Over time, people came to live in bigger towns and cities. They still used fires to stay warm - first wood fires and then coal. The air in these cities was very polluted and Carbon Man began to grow bigger.

About five hundred years ago, people learned to make furnaces and very complex machines. They still didn't know enough about health to worry much about air pollution. With the complex machines, people could make many things that they needed, much more easily. They didn't need to weave cloth for their clothes at home; paper for newspapers and books could be made in a mill. Bread for a whole town could be baked at one bakery. These were all good things, but air was getting more polluted and Carbon Man was growing bigger.

About one hundred and fifty years ago, people discovered oil in Pennsylvania, and started thinking of all the ways to use it to make life better. About one hundred years ago the automobile was invented and people began to fly in airplanes. Carbon Man was a teenager then. He wasn't quite grown up and he was still pretty thin.

When your grandparents were children, their families were lucky if they had one car. And only really adventurous people got to ride in airplanes. A lot has changed since then, hasn't it?
How many cars and trucks does your family have?
And how many people here have ridden in an airplane?
Being able to travel makes our lives better, doesn't it?
Being able to travel certainly is a good thing.

About thirty-five years ago, people realized that cars were causing too much air pollution, so we started having rules to make cars not pollute so much. And factories have rules so that they don't pollute so much either.
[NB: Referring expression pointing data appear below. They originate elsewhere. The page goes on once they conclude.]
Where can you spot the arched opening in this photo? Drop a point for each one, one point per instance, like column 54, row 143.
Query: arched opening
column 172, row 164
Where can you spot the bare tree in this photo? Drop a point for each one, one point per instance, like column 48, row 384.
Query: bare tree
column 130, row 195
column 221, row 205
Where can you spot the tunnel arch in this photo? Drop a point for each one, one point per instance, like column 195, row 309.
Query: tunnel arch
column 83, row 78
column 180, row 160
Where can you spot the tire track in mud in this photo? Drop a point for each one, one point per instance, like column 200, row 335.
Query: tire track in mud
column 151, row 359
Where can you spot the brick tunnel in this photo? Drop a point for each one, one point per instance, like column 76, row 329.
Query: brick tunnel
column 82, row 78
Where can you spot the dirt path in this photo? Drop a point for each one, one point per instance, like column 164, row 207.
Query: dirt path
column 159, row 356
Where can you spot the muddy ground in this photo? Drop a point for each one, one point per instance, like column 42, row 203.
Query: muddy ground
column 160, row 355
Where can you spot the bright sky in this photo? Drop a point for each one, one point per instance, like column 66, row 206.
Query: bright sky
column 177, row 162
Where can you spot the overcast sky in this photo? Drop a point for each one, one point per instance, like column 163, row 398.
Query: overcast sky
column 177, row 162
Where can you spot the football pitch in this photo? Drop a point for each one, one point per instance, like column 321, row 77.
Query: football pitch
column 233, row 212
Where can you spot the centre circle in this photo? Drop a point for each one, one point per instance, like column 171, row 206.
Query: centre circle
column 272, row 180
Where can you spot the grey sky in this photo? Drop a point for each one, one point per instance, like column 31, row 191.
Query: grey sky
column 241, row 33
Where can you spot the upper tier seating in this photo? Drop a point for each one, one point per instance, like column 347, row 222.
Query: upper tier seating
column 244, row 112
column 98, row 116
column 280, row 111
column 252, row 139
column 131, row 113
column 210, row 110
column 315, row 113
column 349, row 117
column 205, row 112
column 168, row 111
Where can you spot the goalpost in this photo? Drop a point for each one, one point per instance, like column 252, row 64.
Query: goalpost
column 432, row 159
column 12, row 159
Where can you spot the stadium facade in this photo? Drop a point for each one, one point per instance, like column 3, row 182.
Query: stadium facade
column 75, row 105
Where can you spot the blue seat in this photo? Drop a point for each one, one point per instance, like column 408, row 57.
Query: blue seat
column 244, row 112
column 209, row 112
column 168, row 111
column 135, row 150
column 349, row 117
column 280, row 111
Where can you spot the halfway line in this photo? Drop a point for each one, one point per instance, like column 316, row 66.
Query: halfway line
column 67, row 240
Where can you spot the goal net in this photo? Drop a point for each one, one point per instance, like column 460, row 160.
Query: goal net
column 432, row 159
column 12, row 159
But all the motors and furnaces and engines that work to make our life better put out something that most of us didn't think of as pollution. That is Carbon Dioxide. Carbon Dioxide is what comes out of our mouth when we breathe. But it comes out of cars and airplanes, motors and furnaces too. And machines put out a whole lot more Carbon Dioxide than humans do. Carbon Dioxide is what has made Carbon Man so big and fat!

Just in the last ten years people have realized that it is the Carbon Dioxide that is making our planet get warmer, and changing our climate. Sometimes in the winter, when it is cold, we think that sounds like a good thing, but it really isn't. The icy glaciers up in our mountains are melting. The trees in our forests are having trouble staying healthy. And the streams don't always have enough water for the salmon. And the longer our planet gets warmer, the bigger and fatter that Carbon Man is going to be.

We all know that being really fat is not healthy. Carbon Man has been around for a long time, and we hope that he can lose some weight, get healthy again and live a long, long time. We would like to help him do that, by cutting down on the Carbon Dioxide that people in our church community put out in our daily lives.

Would you like to help?

We have a list of Hot Ideas to Cool the Earth for you to take home with you today. You can discuss it with your family, and decide which changes you can make to help Carbon Man (and the Earth) get healthy. And I'll bet that there are some things on the list that your family does already.

We would like you to check off which things you do already, and which things you are going to do this year. If you will return your list to us, we will bring back Carbon Man in the fall, after he has been on this healthier diet for the summer. And then we can all see what a big difference our actions can make.

 

The handout OUUC Individual Actions to Cool the Planet was provided to those who attended the service.